Into the late ’80s and ’90s, in addition to worldwide tours, recording new music and forming his own record label and management company, Kenny Rogers established himself as a well-respected photographer, publishing several books. He was even invited to the White House to shoot a portrait of First Lady Hillary Clinton. He also authored several short stories, and appeared off- Broadway in his Christmas musical, The Toy Shoppe, which he subsequently toured.
In 1999, Rogers returned to the charts in a big way on his own record label, Dreamcatcher, with the hit and Number One video, “The Greatest,” and when the follow-up, “Buy Me a Rose,” hit Number One in 2000, Rogers, at age 61, became the oldest artist in chart history to have a Number One solo record on the country chart, proving his talent was just as vibrant and meaningful as it was when he first started out.
Kenny Rogers continued his amazing run into the 21st century with a Country Music Hall of Fame induction, a CMA Lifetime Achievement Award, two GRAMMY Award nominations (“Calling Me” with Don Henley and “You Can’t Make Old Friends” with Dolly Parton), a CMA Award nomination (“You Can’t Make Old Friends” with Dolly Parton), a Gold-certified record (21 Number Ones), and three critically acclaimed albums (Water and Bridges, The Love of God, and You Can’t Make Old Friends), considered by Rogers to be some of the very best work of his entire career.
Never one to rest on his laurels, Kenny Rogers became a New York Times best-selling author. His autobiography, Luck or Something Like It – A Memoir, became a New York Times Best Seller shortly after its 2012 release. A producer of several books of photography, Rogers received an Honorary Masters of Photography from the Professional Photographers of America in 2014.
Shortly following Rogers’ 2013 induction into the Country Music Hall of Fame, a career-spanning exhibit entitled Kenny Rogers: Through The Years opened in 2014 at the Country Music Hall of Fame and Museum in Nashville. The exhibit closed in June of 2015.
Rogers released his first Christmas studio album in 17 years — Once Again It’s Christmas — on September 25, 2015. The record includes guest appearances by Alison Krauss, Jennifer Nettles, Home Free, Jim Brickman, and Winfield’s Locket. On the Cracker Barrel exclusive edition of the recording, Rogers is joined by The Time Jumpers (including Vince Gill) for one song.
Kenny Rogers, who will forever remain a popular entertainer everywhere in the world, was once voted the “Favorite Singer of All-Time” in a joint poll by readers of both USA Today and People. In 2015 he began his The Gambler’s Last Deal tour.
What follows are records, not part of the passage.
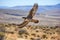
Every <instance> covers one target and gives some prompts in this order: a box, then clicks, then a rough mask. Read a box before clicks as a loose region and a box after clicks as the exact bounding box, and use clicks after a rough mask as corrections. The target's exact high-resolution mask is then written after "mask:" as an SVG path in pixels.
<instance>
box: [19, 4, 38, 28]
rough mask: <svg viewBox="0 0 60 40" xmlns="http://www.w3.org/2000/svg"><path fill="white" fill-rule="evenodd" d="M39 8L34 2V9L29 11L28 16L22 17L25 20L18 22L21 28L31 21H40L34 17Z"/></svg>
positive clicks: (37, 5) (37, 22)
mask: <svg viewBox="0 0 60 40" xmlns="http://www.w3.org/2000/svg"><path fill="white" fill-rule="evenodd" d="M37 9H38V4H36V3H35V4H34V6H33V7H32V9H31V10H30V12H29V15H28V16H27V17H22V18H23V19H24V21H23V22H22V23H21V24H18V26H19V28H23V27H24V26H26V25H27V24H28V23H29V22H34V23H38V22H39V21H38V20H35V19H33V16H34V15H35V14H36V12H37Z"/></svg>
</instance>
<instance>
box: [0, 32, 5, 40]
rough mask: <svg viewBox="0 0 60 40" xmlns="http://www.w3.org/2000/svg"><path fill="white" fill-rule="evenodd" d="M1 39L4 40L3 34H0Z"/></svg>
mask: <svg viewBox="0 0 60 40" xmlns="http://www.w3.org/2000/svg"><path fill="white" fill-rule="evenodd" d="M3 39H4V33H3V32H0V40H3Z"/></svg>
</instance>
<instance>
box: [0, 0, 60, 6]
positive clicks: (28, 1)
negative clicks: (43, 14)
mask: <svg viewBox="0 0 60 40" xmlns="http://www.w3.org/2000/svg"><path fill="white" fill-rule="evenodd" d="M34 3H38V5H56V4H60V0H0V6H8V7H13V6H25V5H33V4H34Z"/></svg>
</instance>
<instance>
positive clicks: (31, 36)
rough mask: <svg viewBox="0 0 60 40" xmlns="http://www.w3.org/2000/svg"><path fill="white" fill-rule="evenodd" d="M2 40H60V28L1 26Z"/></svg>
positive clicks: (33, 25)
mask: <svg viewBox="0 0 60 40" xmlns="http://www.w3.org/2000/svg"><path fill="white" fill-rule="evenodd" d="M0 40H60V27H59V26H54V27H49V26H38V25H35V26H34V25H27V26H25V27H24V28H18V26H16V25H15V24H0Z"/></svg>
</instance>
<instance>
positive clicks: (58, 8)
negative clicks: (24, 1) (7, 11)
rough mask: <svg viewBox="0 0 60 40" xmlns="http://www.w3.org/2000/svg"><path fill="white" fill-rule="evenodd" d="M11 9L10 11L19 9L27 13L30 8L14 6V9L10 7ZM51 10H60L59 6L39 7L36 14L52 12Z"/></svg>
mask: <svg viewBox="0 0 60 40" xmlns="http://www.w3.org/2000/svg"><path fill="white" fill-rule="evenodd" d="M11 8H12V9H21V10H25V11H29V10H30V9H31V8H32V6H15V7H11ZM52 9H60V4H57V5H47V6H39V8H38V12H44V11H47V10H52Z"/></svg>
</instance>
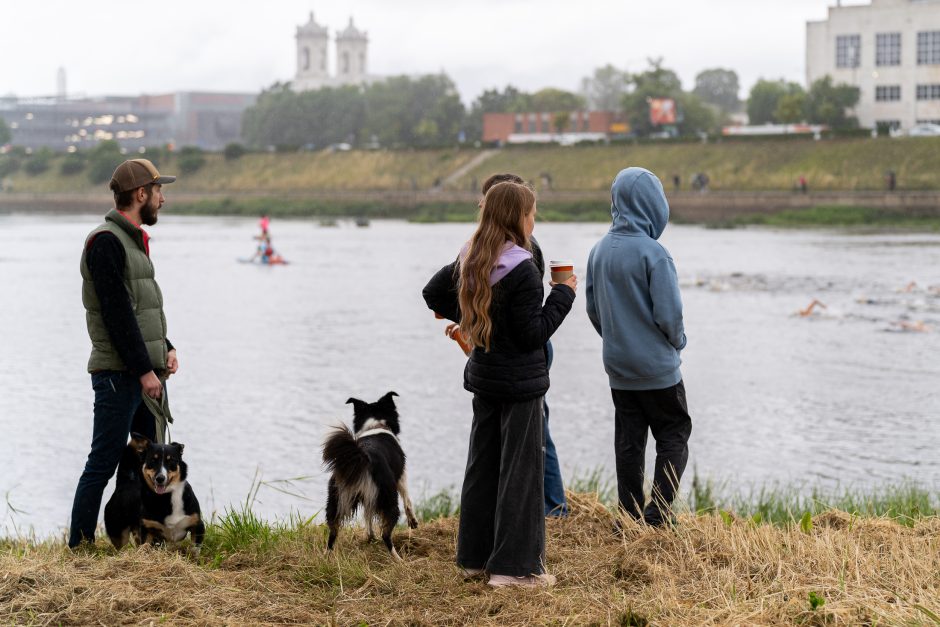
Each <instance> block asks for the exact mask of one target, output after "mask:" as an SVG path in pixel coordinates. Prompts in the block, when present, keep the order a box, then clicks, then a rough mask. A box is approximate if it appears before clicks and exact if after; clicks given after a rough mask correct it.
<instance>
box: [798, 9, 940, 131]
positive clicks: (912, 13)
mask: <svg viewBox="0 0 940 627" xmlns="http://www.w3.org/2000/svg"><path fill="white" fill-rule="evenodd" d="M826 75H829V76H831V77H832V79H833V82H835V83H837V84H838V83H846V84H849V85H854V86H856V87H858V88H859V89H860V91H861V95H860V98H859V102H858V105H857V106H856V108H855V114H856V116H857V117H858V120H859V123H860V124H861V126H863V127H866V128H872V127H874V126H876V125H881V124H883V125H888V126H891V127H894V128H904V129H907V128H910V127H911V126H913V125H914V124H917V123H920V122H935V123H940V0H872V2H871V4H868V5H858V6H841V2H839V5H838V6H835V7H830V8H829V18H828V19H827V20H823V21H819V22H807V23H806V81H807V86H809V85H811V84H812V83H813V82H814V81H816V80H817V79H819V78H823V77H825V76H826Z"/></svg>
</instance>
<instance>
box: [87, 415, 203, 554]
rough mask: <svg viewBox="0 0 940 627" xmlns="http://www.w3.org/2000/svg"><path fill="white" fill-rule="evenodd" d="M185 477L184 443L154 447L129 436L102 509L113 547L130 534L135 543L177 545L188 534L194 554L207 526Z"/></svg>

In 2018 Rogers came to a conclusion that family was more important than touring at this stage in his career, and at 79, he canceled his remaining 2018 shows on his The Gambler’s Last Deal tour. He had already made the statement in 2015, “I’ve been so lucky to have enjoyed such a long career and to have such amazing support from my fans and all who have helped me along the way, but there comes a time when I need to focus on spending time with my family. My life is about my wife and my 11-year-old twin boys right now. There are a lot of things I want to do together with them to create some special memories. I don’t have a bucket list of my own…I have a bucket list of things I want to do with them,” but had continued the tour until 2018.
Kenny Roger’s last concert in Nashville took place on October 25, 2017 at the Bridgestone Arena, where he was joined by many artists including Little Big Town, Lionel Richie, The Flaming Lips, Travis Tritt, The Judds, Kris Kristofferson, Alison Krauss, Chris Stapleton, Lady Antebellum, Idina Menzel, Reba McEntire and Jamey Johnson.
Kenny Rogers died on March 20, 2020, of natural causes. He was 81 years old. He will be missed more than any of us know or undertand. He was a great musician and a great man.